James Nachtwey (ur.1948) prawdopodobnie najbardziej znany fotograf wojenny, laureat dwóch nagród World Press Photo. W środowisku przyjęto powiedzenie że "tam gdzie dzieją się największe tragedię nie może zabraknąć Nachtweya". Był świadkiem większości konfliktów zbrojnych, jakie miały miejsce w drugiej połowie XX wieku.
Droga do fotografii
Momentem, który zainspirował Nachtweya do zaczęcia kariery fotografa było podjęcie studiów na Dartmouth College. Nauka o historii sztuki i naukach politycznych doprowadziła do spotkania z fotografiami, które przedstawiały wojnę w Wietnamie. Świadomość, że kadry dokumentujące były bardzo ważnym elementem w pokazaniu amerykańskiej społeczności okrutnej rzyeczywistości sprawiła że postanowił zostać fotografem. Przeglądając kadry Henri Cartier - Bressona, Dona McCullina, Gene Smitha oraz Josefa Koudelki szukał inspiracji. Późniejsza ścieżka zawodowa, chociaż nie związana stricte z fotografią, sprawiła że nabył wiele wszechstronnych umiejętności. Pracował jako stażysta w stacji telewizyjnej, redagował wiadomości napływające ze świata, był kierowcą ciężarówki, a nawet marynarzem.
Rozwój kariery
Przełomowym rokiem był 1976 - Nachtwey rozpoczął pracę jako fotograf lokalnej gazety w Nowym Meksyku. 4 lata działalności jako fotoreporter doprowadziło do decyzji, że wraca do rodzinnego Nowego Jorku i zaczyna fotografować jako wolny strzelec. Po niedługim czasie zasilił szeregi Black Star Agency. Momentem który doprowadził do ukierunkowaniu się w fotografii było stworzenie fotorelacji z Irlandii Północnej, gdzie więźniowie IRA zmarli po 66 dniach strajku głodowego.
Podejście do fotografii
Nachtwey był chyba w każdym możliwym miejscu, w którym działo się coś istotnego: Somalia, Bałkany, Czeczenia, Indonezja, Irak, Salwador. Był również naocznym świadkiem zamachu na WTC 11 września 2011 roku - i jednym z dwóch fotografów, którzy wykonywali w tym dniu zdjęcia z samego centrum wydarzeń. Ciągłe styczność z trudną tematyką i chęć posiadania perfekcyjnego kadru nigdy nie przesłoniła mu niesienia pomocy: kilkakrotnie ryzykował życie aby kogoś uratować. Przykładem może być sytuacja z Indonezji, gdy podjął się uratowania człowieka, który był w samym środku linczu tłumu. Wiele wypraw musiał zasponsorować z z własnej kieszeni, wiedział jednak że ostatecznym efektem będzie szerokie publiczne poruszenie i zainteresowanie mediów.

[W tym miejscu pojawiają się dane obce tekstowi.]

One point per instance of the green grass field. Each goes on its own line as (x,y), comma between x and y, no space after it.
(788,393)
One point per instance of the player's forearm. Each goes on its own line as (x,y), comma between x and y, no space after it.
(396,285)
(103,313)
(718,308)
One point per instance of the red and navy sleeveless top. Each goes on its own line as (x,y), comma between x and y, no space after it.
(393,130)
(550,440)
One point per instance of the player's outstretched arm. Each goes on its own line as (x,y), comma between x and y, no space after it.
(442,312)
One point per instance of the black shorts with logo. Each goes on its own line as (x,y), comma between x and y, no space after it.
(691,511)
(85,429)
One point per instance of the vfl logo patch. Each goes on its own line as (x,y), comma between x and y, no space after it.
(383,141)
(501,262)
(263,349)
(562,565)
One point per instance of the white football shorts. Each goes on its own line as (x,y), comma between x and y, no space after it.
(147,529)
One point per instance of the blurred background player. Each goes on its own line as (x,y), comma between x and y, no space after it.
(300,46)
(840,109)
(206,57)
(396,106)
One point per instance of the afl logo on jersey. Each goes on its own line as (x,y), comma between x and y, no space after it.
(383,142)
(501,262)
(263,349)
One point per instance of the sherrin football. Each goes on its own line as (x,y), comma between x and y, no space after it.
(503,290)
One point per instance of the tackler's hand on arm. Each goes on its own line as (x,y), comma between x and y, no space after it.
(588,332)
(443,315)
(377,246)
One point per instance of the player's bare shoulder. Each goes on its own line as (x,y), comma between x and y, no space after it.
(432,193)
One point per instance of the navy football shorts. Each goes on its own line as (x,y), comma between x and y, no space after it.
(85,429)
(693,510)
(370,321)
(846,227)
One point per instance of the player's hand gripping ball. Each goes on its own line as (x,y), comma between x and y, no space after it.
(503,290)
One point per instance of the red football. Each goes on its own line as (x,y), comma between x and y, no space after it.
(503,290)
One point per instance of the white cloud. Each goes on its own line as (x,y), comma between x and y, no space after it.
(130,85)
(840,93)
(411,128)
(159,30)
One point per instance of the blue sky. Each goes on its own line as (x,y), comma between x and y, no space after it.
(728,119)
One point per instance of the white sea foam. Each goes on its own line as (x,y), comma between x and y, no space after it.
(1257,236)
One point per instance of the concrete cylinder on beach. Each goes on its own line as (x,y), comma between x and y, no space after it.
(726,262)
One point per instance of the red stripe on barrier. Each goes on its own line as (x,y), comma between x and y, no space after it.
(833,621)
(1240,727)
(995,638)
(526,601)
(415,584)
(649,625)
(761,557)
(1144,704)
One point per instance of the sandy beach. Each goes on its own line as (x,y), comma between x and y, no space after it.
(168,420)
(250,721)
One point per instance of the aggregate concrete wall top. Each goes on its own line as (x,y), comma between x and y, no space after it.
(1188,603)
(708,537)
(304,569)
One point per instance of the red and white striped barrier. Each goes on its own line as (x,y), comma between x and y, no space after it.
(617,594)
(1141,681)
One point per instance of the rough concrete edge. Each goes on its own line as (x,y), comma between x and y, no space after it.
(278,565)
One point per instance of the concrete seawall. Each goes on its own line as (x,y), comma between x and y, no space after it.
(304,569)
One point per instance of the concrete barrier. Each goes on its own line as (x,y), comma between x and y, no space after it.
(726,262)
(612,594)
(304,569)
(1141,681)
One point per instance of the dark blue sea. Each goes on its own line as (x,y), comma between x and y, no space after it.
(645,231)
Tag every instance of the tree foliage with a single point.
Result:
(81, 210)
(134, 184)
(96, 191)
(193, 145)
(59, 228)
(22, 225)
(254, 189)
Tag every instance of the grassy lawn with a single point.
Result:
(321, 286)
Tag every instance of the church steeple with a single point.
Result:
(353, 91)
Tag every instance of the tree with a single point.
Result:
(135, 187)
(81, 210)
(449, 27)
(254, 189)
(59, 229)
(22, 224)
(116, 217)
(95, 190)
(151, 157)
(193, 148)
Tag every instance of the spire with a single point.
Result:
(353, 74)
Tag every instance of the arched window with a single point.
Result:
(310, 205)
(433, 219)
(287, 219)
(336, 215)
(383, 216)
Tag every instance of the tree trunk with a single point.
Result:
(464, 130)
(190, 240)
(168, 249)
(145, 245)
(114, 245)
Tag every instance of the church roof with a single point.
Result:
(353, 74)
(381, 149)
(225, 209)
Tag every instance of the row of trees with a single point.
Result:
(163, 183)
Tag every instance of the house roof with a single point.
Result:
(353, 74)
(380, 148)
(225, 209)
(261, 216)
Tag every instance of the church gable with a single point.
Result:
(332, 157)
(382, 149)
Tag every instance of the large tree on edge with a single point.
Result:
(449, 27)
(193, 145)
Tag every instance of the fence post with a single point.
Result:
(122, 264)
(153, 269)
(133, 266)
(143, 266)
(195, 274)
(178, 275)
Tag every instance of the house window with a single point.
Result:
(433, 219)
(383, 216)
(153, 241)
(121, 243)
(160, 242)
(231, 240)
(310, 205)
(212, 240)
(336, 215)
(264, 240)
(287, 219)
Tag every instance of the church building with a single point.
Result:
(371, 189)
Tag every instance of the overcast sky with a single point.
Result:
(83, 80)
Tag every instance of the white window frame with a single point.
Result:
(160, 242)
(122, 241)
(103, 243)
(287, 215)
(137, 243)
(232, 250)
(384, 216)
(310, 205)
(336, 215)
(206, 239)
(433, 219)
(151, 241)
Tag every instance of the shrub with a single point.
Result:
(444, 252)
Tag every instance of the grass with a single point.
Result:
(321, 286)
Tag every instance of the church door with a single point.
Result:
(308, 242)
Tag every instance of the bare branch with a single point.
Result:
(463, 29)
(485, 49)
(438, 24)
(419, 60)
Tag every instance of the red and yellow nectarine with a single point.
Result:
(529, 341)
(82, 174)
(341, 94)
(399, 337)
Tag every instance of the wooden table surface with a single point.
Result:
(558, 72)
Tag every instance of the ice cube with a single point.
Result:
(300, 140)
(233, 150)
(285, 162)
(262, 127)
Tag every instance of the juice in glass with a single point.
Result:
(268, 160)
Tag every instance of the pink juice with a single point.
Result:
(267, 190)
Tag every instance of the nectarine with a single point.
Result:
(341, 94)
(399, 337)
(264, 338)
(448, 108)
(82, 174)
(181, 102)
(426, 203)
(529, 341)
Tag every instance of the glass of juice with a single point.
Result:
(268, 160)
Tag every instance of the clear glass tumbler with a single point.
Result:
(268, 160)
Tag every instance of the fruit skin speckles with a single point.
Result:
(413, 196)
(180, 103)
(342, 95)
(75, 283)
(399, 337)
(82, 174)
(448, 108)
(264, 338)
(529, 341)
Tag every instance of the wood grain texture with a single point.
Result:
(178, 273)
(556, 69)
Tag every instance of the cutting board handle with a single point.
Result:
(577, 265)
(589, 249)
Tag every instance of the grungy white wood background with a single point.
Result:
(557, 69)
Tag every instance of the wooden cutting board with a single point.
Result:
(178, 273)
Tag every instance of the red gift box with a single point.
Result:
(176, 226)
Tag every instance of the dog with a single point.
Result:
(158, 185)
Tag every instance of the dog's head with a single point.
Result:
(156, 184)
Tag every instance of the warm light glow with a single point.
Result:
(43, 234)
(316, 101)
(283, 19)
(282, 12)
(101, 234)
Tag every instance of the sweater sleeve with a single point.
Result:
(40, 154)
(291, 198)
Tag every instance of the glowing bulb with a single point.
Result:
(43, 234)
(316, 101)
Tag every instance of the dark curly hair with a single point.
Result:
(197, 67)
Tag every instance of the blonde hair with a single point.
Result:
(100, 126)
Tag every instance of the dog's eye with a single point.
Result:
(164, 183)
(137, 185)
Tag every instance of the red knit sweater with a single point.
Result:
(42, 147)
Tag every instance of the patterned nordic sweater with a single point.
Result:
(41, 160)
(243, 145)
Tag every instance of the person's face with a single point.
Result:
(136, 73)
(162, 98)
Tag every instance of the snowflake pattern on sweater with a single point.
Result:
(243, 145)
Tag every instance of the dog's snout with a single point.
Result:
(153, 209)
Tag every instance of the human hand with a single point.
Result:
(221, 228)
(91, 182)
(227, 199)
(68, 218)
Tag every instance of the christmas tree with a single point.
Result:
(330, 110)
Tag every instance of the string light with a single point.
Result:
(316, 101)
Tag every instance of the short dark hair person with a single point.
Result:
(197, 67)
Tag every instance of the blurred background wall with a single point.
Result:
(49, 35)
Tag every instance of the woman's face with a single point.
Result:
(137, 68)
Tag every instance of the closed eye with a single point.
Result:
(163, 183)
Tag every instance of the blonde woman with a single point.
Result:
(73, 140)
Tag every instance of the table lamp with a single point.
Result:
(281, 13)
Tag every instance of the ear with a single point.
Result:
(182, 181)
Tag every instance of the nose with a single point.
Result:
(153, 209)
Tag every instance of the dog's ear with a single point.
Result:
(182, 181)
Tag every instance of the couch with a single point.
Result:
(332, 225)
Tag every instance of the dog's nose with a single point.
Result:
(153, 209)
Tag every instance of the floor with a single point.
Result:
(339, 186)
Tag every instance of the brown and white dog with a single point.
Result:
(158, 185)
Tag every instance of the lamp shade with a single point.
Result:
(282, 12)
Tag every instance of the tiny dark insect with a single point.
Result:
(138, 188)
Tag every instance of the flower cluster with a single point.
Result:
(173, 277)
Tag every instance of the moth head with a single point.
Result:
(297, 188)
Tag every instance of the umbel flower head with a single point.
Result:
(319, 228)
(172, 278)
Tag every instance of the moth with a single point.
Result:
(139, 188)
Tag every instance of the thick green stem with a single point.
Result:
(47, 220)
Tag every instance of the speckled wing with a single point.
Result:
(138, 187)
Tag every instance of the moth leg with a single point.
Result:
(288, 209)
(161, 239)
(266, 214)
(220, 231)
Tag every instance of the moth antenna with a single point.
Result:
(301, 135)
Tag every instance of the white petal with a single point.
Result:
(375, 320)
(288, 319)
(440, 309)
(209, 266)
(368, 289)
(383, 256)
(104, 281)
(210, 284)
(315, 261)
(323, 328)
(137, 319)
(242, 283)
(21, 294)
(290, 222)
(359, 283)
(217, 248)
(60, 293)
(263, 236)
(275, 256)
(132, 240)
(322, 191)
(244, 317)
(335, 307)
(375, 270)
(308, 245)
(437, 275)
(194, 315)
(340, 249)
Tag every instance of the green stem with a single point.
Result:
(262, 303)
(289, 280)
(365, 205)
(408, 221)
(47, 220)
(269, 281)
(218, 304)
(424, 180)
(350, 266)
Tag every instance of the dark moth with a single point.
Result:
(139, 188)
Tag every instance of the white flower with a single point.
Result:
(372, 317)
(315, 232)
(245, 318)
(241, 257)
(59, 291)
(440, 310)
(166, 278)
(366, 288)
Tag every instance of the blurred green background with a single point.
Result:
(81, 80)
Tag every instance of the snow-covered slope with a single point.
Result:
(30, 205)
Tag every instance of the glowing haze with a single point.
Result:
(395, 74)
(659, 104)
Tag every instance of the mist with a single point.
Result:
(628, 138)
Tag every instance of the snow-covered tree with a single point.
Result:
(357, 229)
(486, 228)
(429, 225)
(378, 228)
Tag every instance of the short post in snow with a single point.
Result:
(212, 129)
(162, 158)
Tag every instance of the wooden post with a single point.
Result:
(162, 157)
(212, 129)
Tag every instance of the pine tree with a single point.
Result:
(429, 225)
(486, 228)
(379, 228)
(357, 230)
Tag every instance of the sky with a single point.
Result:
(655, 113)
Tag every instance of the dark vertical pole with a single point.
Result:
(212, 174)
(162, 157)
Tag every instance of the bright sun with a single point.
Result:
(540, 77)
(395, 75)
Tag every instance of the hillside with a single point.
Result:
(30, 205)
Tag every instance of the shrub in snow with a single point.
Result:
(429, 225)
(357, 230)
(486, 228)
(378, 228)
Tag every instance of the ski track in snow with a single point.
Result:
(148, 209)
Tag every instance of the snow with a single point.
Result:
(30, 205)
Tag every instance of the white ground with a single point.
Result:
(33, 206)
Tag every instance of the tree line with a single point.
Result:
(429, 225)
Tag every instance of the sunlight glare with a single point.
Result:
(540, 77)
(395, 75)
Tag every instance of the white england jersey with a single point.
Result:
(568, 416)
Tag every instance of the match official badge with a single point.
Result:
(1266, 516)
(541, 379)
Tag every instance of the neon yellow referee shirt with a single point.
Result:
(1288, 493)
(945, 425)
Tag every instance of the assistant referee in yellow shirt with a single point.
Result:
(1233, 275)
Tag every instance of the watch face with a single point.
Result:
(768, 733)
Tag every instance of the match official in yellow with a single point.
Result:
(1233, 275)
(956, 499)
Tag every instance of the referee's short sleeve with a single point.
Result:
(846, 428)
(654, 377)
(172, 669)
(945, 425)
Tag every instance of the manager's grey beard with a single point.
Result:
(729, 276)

Do swoich zdjęć podchodzi w sposób informacyjny, nie lubi gdy ktoś nazywa je sztuką. Reporterski sposób fotografowania: użycie szerokokątnych obiektywów, podchodzenie bardzo blisko do ludzi i zastosowanie czarno - białych filmów sprawia, że odbiorca czuję się w samym centrum wydarzeń.
,,Jestem świadkiem, a zdjęcia, które robię – to moje świadectwo. Wydarzenia, które dokumentuję nie powinny być nigdy zapomniane i nigdy nie powinny się powtórzyć"
Wszystkim zainteresowanym osobą i fotografiami Mistrza polecamy zapoznanie się z filmem "War Photograper" (2001), gdzie James Nachtwy opowiada o swojej pracy, podejściu do fotografowania oraz sprzęcie, którego używa.
23.03.2016 23:24
Dobry pomysł z przybliżeniem sylwetek wybitnych fotografów oraz ich czołowych osiągnięć.